■解説者や芸能人の道はほんの一部

解説者や芸能人の道はほんの一部

 スター選手でも、解説者や芸能人の道に進めるのは、ほんの一部。花形職業といえど、その多くが旬を過ぎてしまえば、忘れ去られる宿命も背負っている。

「最近は、やりたい職業が見つかるまでやろうというスタンスの人も含め、毎年、3人程度はユーチューバーになっています」(村瀬氏)

 この分野で大成功を収めている元ロッテ里崎智也や、球界の裏情報を発信する元巨人の笠原将生など、内容も成功具合もさまざまだ。
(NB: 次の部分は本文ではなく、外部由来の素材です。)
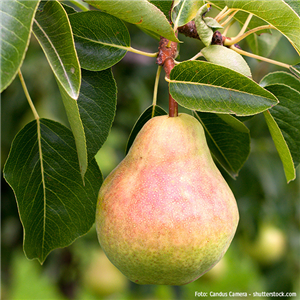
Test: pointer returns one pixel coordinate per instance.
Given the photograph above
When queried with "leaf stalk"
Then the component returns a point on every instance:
(30, 102)
(271, 61)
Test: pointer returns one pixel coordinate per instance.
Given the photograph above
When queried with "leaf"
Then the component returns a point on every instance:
(52, 29)
(212, 23)
(72, 111)
(97, 106)
(138, 12)
(281, 146)
(226, 57)
(163, 5)
(228, 140)
(101, 40)
(207, 87)
(16, 19)
(276, 12)
(69, 10)
(184, 11)
(281, 77)
(295, 5)
(264, 43)
(204, 31)
(296, 70)
(145, 116)
(287, 115)
(54, 206)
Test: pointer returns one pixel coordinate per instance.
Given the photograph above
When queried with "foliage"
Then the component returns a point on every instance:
(51, 167)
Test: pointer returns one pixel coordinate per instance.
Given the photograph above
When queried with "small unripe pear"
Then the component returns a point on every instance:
(165, 214)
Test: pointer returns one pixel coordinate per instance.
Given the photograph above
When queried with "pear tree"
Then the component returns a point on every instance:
(52, 169)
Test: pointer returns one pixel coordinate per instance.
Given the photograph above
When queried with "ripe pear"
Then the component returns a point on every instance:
(165, 215)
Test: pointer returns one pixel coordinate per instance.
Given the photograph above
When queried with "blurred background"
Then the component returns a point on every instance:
(265, 252)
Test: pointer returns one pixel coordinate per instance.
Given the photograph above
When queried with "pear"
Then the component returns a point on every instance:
(165, 215)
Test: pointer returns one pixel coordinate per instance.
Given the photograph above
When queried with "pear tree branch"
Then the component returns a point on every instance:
(167, 52)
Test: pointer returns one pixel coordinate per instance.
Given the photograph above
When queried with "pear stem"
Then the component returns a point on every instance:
(166, 56)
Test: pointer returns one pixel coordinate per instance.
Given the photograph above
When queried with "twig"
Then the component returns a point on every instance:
(167, 52)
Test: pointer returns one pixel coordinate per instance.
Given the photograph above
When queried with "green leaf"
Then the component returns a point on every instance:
(54, 206)
(276, 12)
(264, 43)
(163, 5)
(281, 146)
(295, 5)
(228, 140)
(226, 57)
(204, 31)
(139, 12)
(296, 70)
(281, 77)
(53, 31)
(97, 105)
(69, 10)
(72, 110)
(101, 40)
(287, 115)
(207, 87)
(16, 19)
(184, 11)
(142, 120)
(212, 23)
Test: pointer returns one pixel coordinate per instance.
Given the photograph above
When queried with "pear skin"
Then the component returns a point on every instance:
(165, 215)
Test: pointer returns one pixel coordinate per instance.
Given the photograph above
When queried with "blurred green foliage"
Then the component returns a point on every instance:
(264, 198)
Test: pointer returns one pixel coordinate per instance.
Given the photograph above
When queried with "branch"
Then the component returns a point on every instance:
(167, 52)
(190, 30)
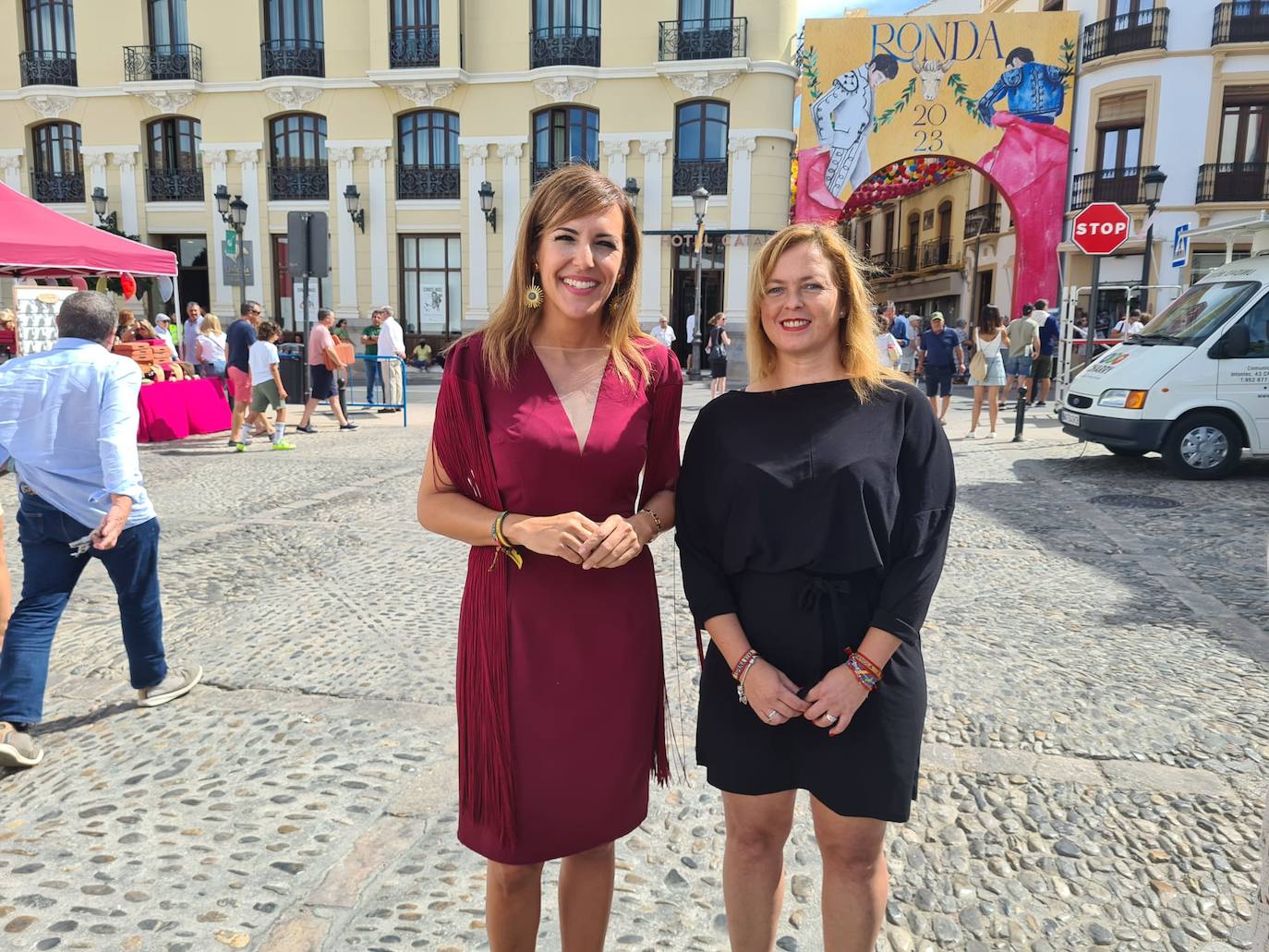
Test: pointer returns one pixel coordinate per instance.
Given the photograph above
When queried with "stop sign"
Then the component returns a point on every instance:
(1100, 227)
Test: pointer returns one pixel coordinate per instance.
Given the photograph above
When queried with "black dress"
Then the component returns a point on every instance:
(813, 517)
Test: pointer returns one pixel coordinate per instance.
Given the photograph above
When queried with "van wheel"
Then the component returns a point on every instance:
(1203, 447)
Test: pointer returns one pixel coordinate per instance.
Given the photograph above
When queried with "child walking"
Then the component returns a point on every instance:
(267, 387)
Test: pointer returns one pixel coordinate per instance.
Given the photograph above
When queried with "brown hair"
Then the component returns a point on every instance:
(569, 193)
(857, 332)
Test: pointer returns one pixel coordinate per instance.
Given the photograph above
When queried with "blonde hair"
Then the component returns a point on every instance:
(857, 332)
(569, 193)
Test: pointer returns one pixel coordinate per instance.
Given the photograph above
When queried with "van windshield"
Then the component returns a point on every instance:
(1197, 314)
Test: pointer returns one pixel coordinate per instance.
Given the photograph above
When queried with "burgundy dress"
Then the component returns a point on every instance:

「最近は飽和状態で、知名度だけでは成功しない世界です。逆に、元巨人の育成選手だった小山翔平さんは、現役時代は無名でも毎日、動画を上げ、過激とも言える“愛のある批判”を展開することで、人気を集めています」(前同)

■たゆまぬ努力の末、元プロが異世界転生

 一方で引退後、過去の名声に頼らない実力重視の世界に身を置く人たちも。

 パンチ佐藤氏は取材した中で、最も印象に残った元選手として、鍼灸師になった元オリックスのストッパー・鈴木平を挙げた。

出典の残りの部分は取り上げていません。